Tuesday, March 08, 2011

ToxBank: a data warehouse for (computational) toxicology

Last week I was in sunny Cascais, and in three days experienced -23oC and +18oC. The reason I was there was the kick-off meeting of the EU FP7 cluster SEURAT, which includes 'our' ToxBank project.

Data types we will host include many different types, including my favorite metabolomics. Don't ask me what this will practically mean, but some keywords we already know include RDF, OpenTox, and ToxML. With metabolomics, I hope to squeeze in metabolomics.

And that data warehousing for metabolomics is important was only recently shown be the retraction (via RetractionWatch) of  this Nature paper (doi:10.1038/nature03356). The reason was that it critically depended on conclusions from another retracted paper (doi:10.1021/jf021166h), from J. Agric. Food Chem. in 2009.

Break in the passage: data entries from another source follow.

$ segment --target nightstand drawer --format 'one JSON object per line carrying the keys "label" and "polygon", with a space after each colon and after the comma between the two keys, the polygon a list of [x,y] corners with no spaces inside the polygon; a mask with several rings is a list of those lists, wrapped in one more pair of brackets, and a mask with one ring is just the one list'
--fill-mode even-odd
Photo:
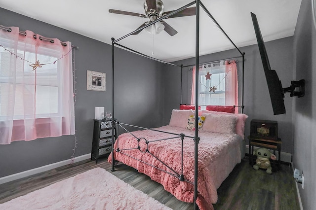
{"label": "nightstand drawer", "polygon": [[112,143],[112,139],[106,139],[104,140],[100,140],[99,143],[99,146],[105,146],[108,144],[111,144]]}
{"label": "nightstand drawer", "polygon": [[99,149],[99,155],[102,155],[105,154],[110,153],[112,151],[112,145],[104,148],[101,148],[101,149]]}
{"label": "nightstand drawer", "polygon": [[105,138],[112,136],[112,129],[100,131],[100,138]]}

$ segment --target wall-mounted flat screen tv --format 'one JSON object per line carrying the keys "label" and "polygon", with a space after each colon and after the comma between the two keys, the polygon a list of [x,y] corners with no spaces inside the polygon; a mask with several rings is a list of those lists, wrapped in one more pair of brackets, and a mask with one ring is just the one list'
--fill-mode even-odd
{"label": "wall-mounted flat screen tv", "polygon": [[285,107],[283,100],[284,94],[281,81],[277,76],[276,72],[275,70],[272,70],[270,67],[270,64],[269,62],[266,47],[262,38],[257,17],[252,12],[251,14],[257,41],[258,41],[259,50],[261,56],[263,69],[265,71],[266,79],[267,80],[269,92],[271,99],[273,113],[275,115],[285,114]]}

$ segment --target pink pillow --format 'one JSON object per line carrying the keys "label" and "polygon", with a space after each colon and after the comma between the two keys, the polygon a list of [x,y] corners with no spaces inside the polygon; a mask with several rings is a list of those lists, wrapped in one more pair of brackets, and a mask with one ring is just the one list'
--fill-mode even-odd
{"label": "pink pillow", "polygon": [[206,110],[209,111],[223,111],[228,113],[235,113],[235,107],[233,105],[208,105]]}
{"label": "pink pillow", "polygon": [[245,114],[233,114],[232,113],[224,112],[222,111],[208,111],[206,110],[202,110],[202,114],[204,115],[206,113],[211,113],[214,114],[227,114],[235,115],[237,117],[237,123],[236,123],[236,133],[241,136],[243,139],[245,139],[245,123],[246,123],[246,119],[248,118],[248,116]]}
{"label": "pink pillow", "polygon": [[[195,105],[180,105],[180,109],[192,109],[196,110],[196,106]],[[201,106],[198,106],[198,109],[201,109]]]}
{"label": "pink pillow", "polygon": [[236,134],[237,117],[227,114],[205,114],[202,129],[221,134]]}
{"label": "pink pillow", "polygon": [[190,115],[193,114],[194,114],[194,111],[192,109],[173,109],[171,113],[169,125],[185,128],[188,124]]}

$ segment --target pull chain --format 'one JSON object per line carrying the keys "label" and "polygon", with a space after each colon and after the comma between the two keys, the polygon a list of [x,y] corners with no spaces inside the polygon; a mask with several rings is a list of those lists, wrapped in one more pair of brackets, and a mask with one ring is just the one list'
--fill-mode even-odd
{"label": "pull chain", "polygon": [[153,29],[153,50],[152,52],[152,55],[154,55],[154,43],[155,43],[155,28],[156,28],[156,25],[155,24],[154,24],[154,25],[153,26],[152,29]]}

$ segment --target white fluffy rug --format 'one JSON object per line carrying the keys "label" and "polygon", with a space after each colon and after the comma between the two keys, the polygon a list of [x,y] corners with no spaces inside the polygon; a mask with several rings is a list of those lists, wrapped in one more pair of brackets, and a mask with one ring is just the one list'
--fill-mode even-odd
{"label": "white fluffy rug", "polygon": [[170,210],[100,168],[0,204],[0,210]]}

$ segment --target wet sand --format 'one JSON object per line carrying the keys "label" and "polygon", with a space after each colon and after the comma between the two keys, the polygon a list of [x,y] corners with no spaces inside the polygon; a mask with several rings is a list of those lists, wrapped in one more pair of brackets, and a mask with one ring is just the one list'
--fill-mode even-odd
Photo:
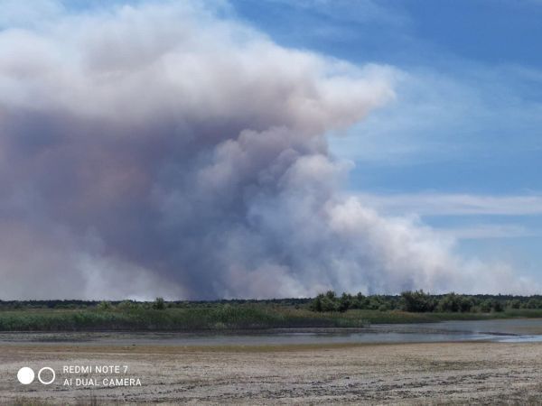
{"label": "wet sand", "polygon": [[[0,346],[0,399],[51,404],[525,404],[542,401],[540,343],[264,346]],[[76,388],[64,365],[126,365],[141,386]],[[53,384],[16,372],[51,366]],[[47,378],[47,376],[45,376]]]}

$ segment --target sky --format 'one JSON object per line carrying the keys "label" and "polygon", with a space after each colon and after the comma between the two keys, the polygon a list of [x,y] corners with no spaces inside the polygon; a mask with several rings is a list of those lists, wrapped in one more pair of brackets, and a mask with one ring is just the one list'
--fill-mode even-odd
{"label": "sky", "polygon": [[455,235],[465,253],[542,277],[542,3],[234,7],[279,43],[398,69],[397,100],[331,141],[356,163],[350,189]]}
{"label": "sky", "polygon": [[539,291],[539,1],[0,6],[0,299]]}

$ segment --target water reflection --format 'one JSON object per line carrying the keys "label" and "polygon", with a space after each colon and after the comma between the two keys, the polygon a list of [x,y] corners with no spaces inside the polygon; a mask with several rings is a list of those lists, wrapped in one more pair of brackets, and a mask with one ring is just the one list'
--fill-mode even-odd
{"label": "water reflection", "polygon": [[359,329],[295,329],[242,334],[187,333],[0,333],[2,344],[44,343],[88,345],[256,346],[332,343],[432,343],[490,340],[542,341],[542,318],[444,321],[375,325]]}

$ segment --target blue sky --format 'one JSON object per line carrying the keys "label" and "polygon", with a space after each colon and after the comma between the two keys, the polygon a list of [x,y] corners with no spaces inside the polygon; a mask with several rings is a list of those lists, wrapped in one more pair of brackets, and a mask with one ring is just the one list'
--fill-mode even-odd
{"label": "blue sky", "polygon": [[[542,3],[232,6],[280,44],[397,69],[397,100],[331,138],[339,157],[356,162],[350,189],[370,195],[384,212],[413,213],[454,235],[460,251],[539,274]],[[477,209],[458,209],[468,204]]]}
{"label": "blue sky", "polygon": [[93,298],[140,294],[107,291],[128,270],[172,297],[539,290],[539,0],[0,4],[0,203],[43,297],[68,267]]}

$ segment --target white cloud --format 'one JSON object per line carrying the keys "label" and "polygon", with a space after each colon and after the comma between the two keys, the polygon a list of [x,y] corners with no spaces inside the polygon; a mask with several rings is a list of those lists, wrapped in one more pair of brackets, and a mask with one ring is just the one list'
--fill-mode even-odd
{"label": "white cloud", "polygon": [[384,213],[420,216],[539,216],[542,196],[491,196],[443,193],[360,193],[359,198]]}

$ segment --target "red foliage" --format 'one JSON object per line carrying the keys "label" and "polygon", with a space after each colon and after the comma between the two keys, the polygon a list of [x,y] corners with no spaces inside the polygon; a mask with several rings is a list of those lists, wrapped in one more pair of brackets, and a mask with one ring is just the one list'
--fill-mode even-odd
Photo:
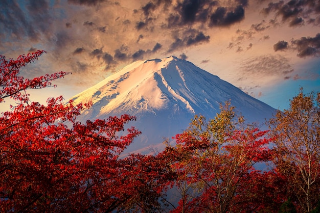
{"label": "red foliage", "polygon": [[76,116],[89,104],[65,104],[61,96],[49,99],[46,105],[30,102],[27,89],[50,86],[68,74],[18,76],[21,67],[43,52],[17,60],[0,57],[0,102],[7,97],[19,102],[0,117],[0,211],[158,208],[168,170],[151,156],[119,157],[141,133],[133,127],[121,132],[134,117],[81,124]]}
{"label": "red foliage", "polygon": [[[223,112],[231,114],[227,112]],[[272,194],[279,186],[269,179],[275,173],[254,167],[270,159],[267,145],[272,139],[266,137],[267,131],[251,126],[237,128],[232,117],[224,123],[215,122],[221,120],[216,118],[208,123],[202,117],[196,118],[194,125],[175,137],[172,152],[176,161],[172,166],[178,175],[175,185],[181,199],[173,212],[276,211],[284,200]],[[228,130],[220,130],[226,129],[227,123]]]}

In this paper, they identified ten chemicals from arabidopsis: butanoic acid; trans-cinnamic acid; o-coumaric acid; p-coumaric acid; ferulic acid; p-hydroxybenzamide; methyl p-hydroxybenzoate; 3-indolepropanoic acid; syringic acid; and, vanillic acid. I hope I have the links to Wikipedia correct, as this was based on names only, as the paper does not seem to list InChIs or even SMILESes. The ten chemical were identified with HPLC and NMR. No experimental data seems to be given. What NMR data did they base the identification on? I have seen pretty interesting assignments of chemical identity in GC/MS and LC/MS, so was quite disappointed to not see the gory details here.

But fortunately, I could look at the raw data. Yeah, sure! Dream on.

In fact, it seems the characterizations of the 10 chemicals was challenged, causing the authors to look again at their data. Unfortunately, they could not find experimental data anymore. The authors write in the retraction:
    We have been unable to find experimental data that document the actual isolation of butanoic acid, trans-cinnamic acid, ...
Now, readers of my blog I care about raw data (see McPrinciple #1). For example, it was a key feature of our MetWare project. It is not entirely clear to me that they could no longer find the raw data, or whether they were no longer able to correlate their extracted characteristics with the know NMR for those ten compounds. This only strengthens the importance of NMR databases in metabolite identification, something Christoph would only agree with.

I am not sure we will see the bottom of this, and see if the authors could have prevented this retraction. However, I do believe the paper was flawed in the first place: it did not give experimental detail allowing the referees to judge the metabolite identification. The referees failed, as the apparently did not find this aspect important enough to have this data in the paper. And, the journal failed clearly, by not having a good editorial requirement in place around availability of data. This is not specific to this retracted paper, nor of this journal. It's pretty much the community standard, despite many calling for years for better standards, e.g. via minimal reporting standards.

Well, maybe journal editors will soon wake up, and make availability of experimental data in papers of this kind (and any type, IMHO) a community standard, and strong standard, such strong that referees can reject papers of papers do not provide this minimal information.

Why? It would have saved a lot of people from doing the wrong thing. The original paper was cited 54 times (according to WoS) and the Nature paper 52 times (up one since the RetractionWatch post). We're bound to see a few more retractions as a result of this, I guess.

So, where I failed to get MetWare going within the Netherlands Metabolomics Center, let's hope ToxBank does better. But given the list of ToxBank partners, I have no doubt about that.

ResearchBlogging.orgBais, H., Prithiviraj, B., Jha, A., Ausubel, F., & Vivanco, J. (2005). Mediation of pathogen resistance by exudation of antimicrobials from roots Nature, 434 (7030), 217-221 DOI: 10.1038/nature03356

ResearchBlogging.orgWalker, T., Bais, H., Halligan, K., Stermitz, F., & Vivanco, J. (2003). Metabolic Profiling of Root Exudates of Arabidopsis thaliana, Journal of Agricultural and Food Chemistry, 51 (9), 2548-2554 DOI: 10.1021/jf021166h

1 comment:

  1. Egon, Good and important commentary on organisation and availability of data including raw data to ensure scientific evaluation and reproducibility. We will indeed give close attention to this issue on ToxBank.